Microarray analysis. (A) Heat map of 436 genes significantly differentially expressed in G12D/LV MEFs compared with wild-type MEFs at a cutoff raw P-value of <0.01 in each of the biological samples. Values were generated through Affymetrix RMA normalization of all of the arrays, and the expression represents the absolute level of expression. The scale is log₂, and the median expression level for the whole genome is ∼7.9. Genes are ordered by magnitude of differential expression. (B–D) Venn diagrams indicating numbers of shared genes differentially expressed in each of the samples indicated compared with wild-type samples at a cutoff raw P-value of <0.01.

Figure 7.

^L597VBraf signals through Craf and Braf. (A) Raf kinase assays of protein lysates isolated from the lungs of Braf^+/+ (wild-type), Braf^+/LSL-V600E (VE), Kras^+/Lox-G12D (G12D), and Braf^+/LSL-L597V;Kras^+/LSL-G12D (G12D/LV) mice treated with 1 × 10⁸ pfu of AdCre 8 wk post-infection as well as protein lysates from lungs of Braf^+/LSL-L597V;CMV-Cre^+/o (LV) mice. The mean of three samples is shown, and error bars represent the SD. (B) Raf kinase assays of protein lysates isolated from primary MEFs following 72 h post-AdCre treatment. The mean of three samples is shown, and error bars represent the SEM. (A,B) Student's t-test in comparison with respective Braf/Craf kinase activities for wild-type samples; (*) P < 0.01; (**) P < 0.005; (NS) not significant. (C) Immortalized MEFs of each genotype were transfected with scrambled (Scr) siRNA or Craf, Braf, or both siRNAs, and Western blots were analyzed with the antibodies indicated. Quantification of Mek/Erk phosphorylation following siRNA treatment is shown in the graphs on the right.
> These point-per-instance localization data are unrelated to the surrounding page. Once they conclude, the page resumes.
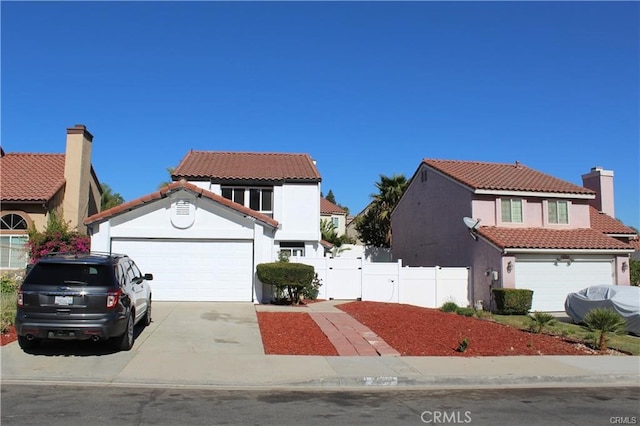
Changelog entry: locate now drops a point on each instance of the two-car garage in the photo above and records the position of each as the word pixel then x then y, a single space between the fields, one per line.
pixel 198 245
pixel 551 279
pixel 194 270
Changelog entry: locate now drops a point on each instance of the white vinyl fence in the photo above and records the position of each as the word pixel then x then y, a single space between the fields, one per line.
pixel 351 279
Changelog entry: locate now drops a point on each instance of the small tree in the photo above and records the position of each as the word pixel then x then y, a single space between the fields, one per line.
pixel 603 321
pixel 56 238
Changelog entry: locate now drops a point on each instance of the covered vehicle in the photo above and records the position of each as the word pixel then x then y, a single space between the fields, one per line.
pixel 625 300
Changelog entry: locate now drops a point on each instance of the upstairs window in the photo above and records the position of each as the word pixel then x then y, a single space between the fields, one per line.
pixel 511 210
pixel 293 248
pixel 258 199
pixel 558 212
pixel 335 221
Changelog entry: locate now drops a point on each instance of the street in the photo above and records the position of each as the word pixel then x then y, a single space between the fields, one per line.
pixel 109 405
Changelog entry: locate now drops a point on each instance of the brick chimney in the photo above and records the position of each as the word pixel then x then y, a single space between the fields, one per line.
pixel 601 181
pixel 77 174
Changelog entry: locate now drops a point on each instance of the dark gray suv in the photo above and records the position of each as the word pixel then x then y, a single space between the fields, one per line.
pixel 94 296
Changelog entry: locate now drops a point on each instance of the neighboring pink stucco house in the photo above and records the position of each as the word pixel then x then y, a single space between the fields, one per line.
pixel 531 230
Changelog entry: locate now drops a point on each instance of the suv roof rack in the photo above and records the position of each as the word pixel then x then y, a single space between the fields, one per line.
pixel 91 253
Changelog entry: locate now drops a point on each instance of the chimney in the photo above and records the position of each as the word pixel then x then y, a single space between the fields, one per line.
pixel 601 181
pixel 77 174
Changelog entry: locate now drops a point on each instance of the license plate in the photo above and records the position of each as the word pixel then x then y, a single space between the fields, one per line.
pixel 64 300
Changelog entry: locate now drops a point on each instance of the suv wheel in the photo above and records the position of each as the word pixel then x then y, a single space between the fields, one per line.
pixel 27 344
pixel 147 315
pixel 125 342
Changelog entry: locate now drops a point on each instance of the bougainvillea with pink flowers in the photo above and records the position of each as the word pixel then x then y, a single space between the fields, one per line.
pixel 57 237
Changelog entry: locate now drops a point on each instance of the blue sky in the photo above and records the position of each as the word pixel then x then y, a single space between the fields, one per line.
pixel 365 88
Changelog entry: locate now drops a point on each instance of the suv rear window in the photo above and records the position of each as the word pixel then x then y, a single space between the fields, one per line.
pixel 69 274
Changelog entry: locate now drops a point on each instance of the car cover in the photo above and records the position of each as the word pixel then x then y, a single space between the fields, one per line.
pixel 625 300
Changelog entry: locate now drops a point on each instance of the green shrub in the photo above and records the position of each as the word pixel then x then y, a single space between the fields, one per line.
pixel 8 282
pixel 449 307
pixel 540 320
pixel 512 301
pixel 634 272
pixel 463 345
pixel 602 321
pixel 467 312
pixel 292 279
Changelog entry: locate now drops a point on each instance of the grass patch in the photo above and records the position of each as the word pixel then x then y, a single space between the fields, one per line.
pixel 626 343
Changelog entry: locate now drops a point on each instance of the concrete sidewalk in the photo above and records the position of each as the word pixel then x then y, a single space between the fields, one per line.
pixel 195 344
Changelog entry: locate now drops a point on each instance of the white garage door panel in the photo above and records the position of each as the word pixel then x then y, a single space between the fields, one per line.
pixel 186 270
pixel 551 281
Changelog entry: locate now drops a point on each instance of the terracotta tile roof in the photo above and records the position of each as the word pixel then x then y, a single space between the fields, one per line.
pixel 26 177
pixel 504 177
pixel 247 166
pixel 174 187
pixel 541 238
pixel 606 224
pixel 327 207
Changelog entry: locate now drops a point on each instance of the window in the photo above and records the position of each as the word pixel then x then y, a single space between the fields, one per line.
pixel 13 251
pixel 234 194
pixel 558 211
pixel 259 199
pixel 292 249
pixel 12 222
pixel 511 210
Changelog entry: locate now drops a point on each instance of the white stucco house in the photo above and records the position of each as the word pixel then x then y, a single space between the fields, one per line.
pixel 226 212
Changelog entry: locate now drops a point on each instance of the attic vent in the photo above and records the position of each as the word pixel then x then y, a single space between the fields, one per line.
pixel 183 213
pixel 183 208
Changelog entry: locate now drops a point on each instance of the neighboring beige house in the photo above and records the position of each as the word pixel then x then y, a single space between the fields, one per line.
pixel 35 184
pixel 334 214
pixel 530 230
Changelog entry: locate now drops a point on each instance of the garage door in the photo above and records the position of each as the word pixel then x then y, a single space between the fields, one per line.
pixel 551 281
pixel 194 270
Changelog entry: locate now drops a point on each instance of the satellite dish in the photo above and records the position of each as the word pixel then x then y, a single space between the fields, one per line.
pixel 472 224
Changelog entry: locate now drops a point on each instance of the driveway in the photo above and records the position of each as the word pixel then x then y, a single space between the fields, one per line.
pixel 182 342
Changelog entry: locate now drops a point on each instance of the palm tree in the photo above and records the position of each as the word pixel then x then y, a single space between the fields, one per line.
pixel 378 217
pixel 603 321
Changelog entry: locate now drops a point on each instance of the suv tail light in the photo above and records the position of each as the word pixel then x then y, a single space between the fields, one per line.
pixel 112 298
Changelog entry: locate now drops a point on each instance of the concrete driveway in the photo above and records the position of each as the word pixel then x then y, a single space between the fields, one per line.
pixel 181 343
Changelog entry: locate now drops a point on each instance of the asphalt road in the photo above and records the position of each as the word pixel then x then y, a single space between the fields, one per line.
pixel 98 405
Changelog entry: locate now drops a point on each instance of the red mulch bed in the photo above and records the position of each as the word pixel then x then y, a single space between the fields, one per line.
pixel 412 331
pixel 292 333
pixel 8 337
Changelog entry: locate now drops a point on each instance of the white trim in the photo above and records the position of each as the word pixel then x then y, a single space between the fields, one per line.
pixel 566 195
pixel 567 251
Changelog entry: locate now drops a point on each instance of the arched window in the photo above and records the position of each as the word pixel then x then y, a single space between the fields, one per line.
pixel 12 222
pixel 13 253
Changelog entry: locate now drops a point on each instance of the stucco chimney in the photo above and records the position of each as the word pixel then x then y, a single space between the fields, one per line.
pixel 77 174
pixel 601 181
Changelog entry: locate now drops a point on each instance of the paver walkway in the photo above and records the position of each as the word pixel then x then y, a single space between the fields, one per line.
pixel 347 335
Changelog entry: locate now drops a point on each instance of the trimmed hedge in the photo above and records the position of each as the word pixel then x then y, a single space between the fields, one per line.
pixel 294 278
pixel 512 301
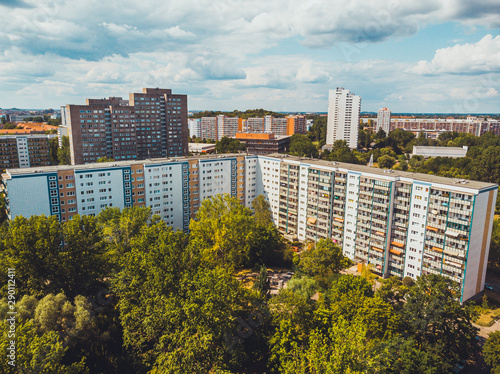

P-Mek and P-Erk levels were normalized to Erk2, and the fold changes compared with Scr-treated samples are shown, where error bars indicate the SEM. Data were pooled from three experiments. (D) Immortalized MEFs of each genotype were treated with carrier (C), U0126 (U0), PD184352 (PD), PLX4720 (PLX), or SB590885 (885) for 4 h, and Western blots were analyzed with the antibodies indicated. Quantification of Mek/Erk phosphorylation following RAF inhibitor treatment is shown in the graphs below. P-Mek and P-Erk levels were normalized to Erk2, and the fold changes compared with carrier-treated samples are shown, where error bars indicate the SEM. Data were pooled from six samples, representing three different cell lines of each genotype treated with PLX4720 or SB590885. For Western blot quantitations in C and D, P-values were calculated using the Student's t-test; (*) P < 0.01; (**) P < 0.005; (***) P < 0.001. (E) Craf:Braf heterodimer formation. LV and G12D/LV MEFs were treated with either PD184352/PLX4720 (P/X) or carrier control (C), protein lysates were harvested and immunoprecipitated for Braf, and immunoprecipitates were analyzed for Braf and Craf. As a control, the G12D/LV samples were also immunoprecipitated without (−) primary antibody and analyzed with the same antibodies.